New research offers this warning to consumers shopping for top-notch hospitals: Many that are highly rated by government regulators only have marginally lower patient death rates.
The researchers evaluated 3,657 hospitals nationwide that are listed on a Centers for Medicare & Medicaid Services Web site. The Hospital Compare site shows how hospitals stack up on recommended treatments and is designed to help consumers comparison shop for health care.
The study examined three conditions that often lead to hospitalization — heart attacks, heart failure and pneumonia — and found that death rates for patients with those diseases were only slightly lower at top-rated hospitals in 2004 than at the lowest-rated hospitals.
The results suggest that better ways of measuring performance are needed to help consumers make meaningful choices, the researchers said. "Only then will performance measurement live up to expectations for improving health care quality."
The study appears in Wednesday's Journal of the American Medical Association.
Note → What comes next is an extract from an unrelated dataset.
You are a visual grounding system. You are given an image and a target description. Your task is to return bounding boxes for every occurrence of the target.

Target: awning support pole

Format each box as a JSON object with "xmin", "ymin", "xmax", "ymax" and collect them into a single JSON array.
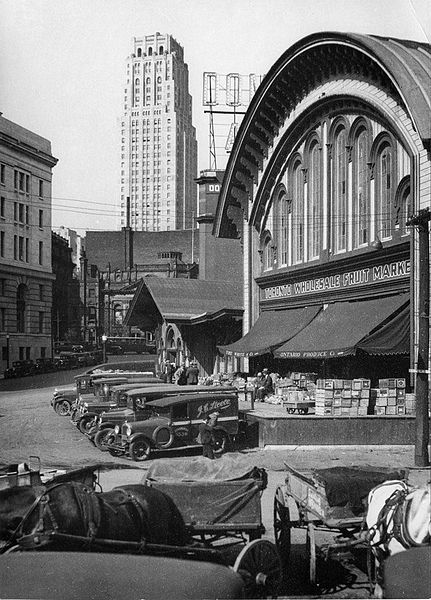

The University of Pennsylvania researchers, Dr. Rachel Werner and Eric Bradlow, looked at recommended treatments for hospitalized heart attack patients: aspirin and beta blocker drugs within 24 hours of arrival and prescribed at discharge and ACE inhibitor drugs given during the stay. The percentage of heart attack patients who died was close to 7 percent at both groups of hospitals, with high-rated ones losing 0.5 percent fewer patients over the one-year period.
Two heart failure treatments were evaluated: assessment of the heart's blood-pumping function and use of ACE inhibitors. The death rate was close to 3 percent for both, with the difference between best and worst hospitals just 0.1 percent.
Three pneumonia treatments were evaluated: appropriate timing for starting antibiotics, vaccinating against pneumonia, and measuring blood-oxygen levels. The death rate was 0.5 percent higher at low-rated hospitals, but both groups lost about 4 percent of pneumonia patients.
Werner, who also works as a physician at the Philadelphia Veterans Affairs Medical Center, said at first blush, the findings appear to suggest that roughly 9,000 more lives with those three conditions might be saved annually if patients treated at the lowest-rated hospitals got care at top hospitals instead.
However, she said the true numbers are likely much smaller since many patients lack access to the best hospitals because of distance, insurance issues and hospital overcrowding.
A JAMA editorial says the results "raise questions about the appropriateness of using Hospital Compare performance measures as the basis either for pay-for-performance systems or for consumers to identify better-quality hospitals."
But Michael Rapp, director of CMS's quality measurement and health assessment group, said the researchers likely would have found bigger differences between hospitals if they'd examined all 22 quality measures used on Hospital Compare. Finding only slight differences when using a few measures is not surprising, Rapp said.
Still, Rapp said he agrees that more quality measures are needed to evaluate hospitals.
"CMS is actively working to expand quality measures used on Hospital Compare," Rapp said.
Jerod Loeb, executive vice president for research at the Joint Commission on Accreditation of Healthcare Organizations, which regulates hospitals, noted that most hospitals studied performed well on most measures. Death rates are just one of many important benchmarks that should be of concern to hospitals and consumers, he said.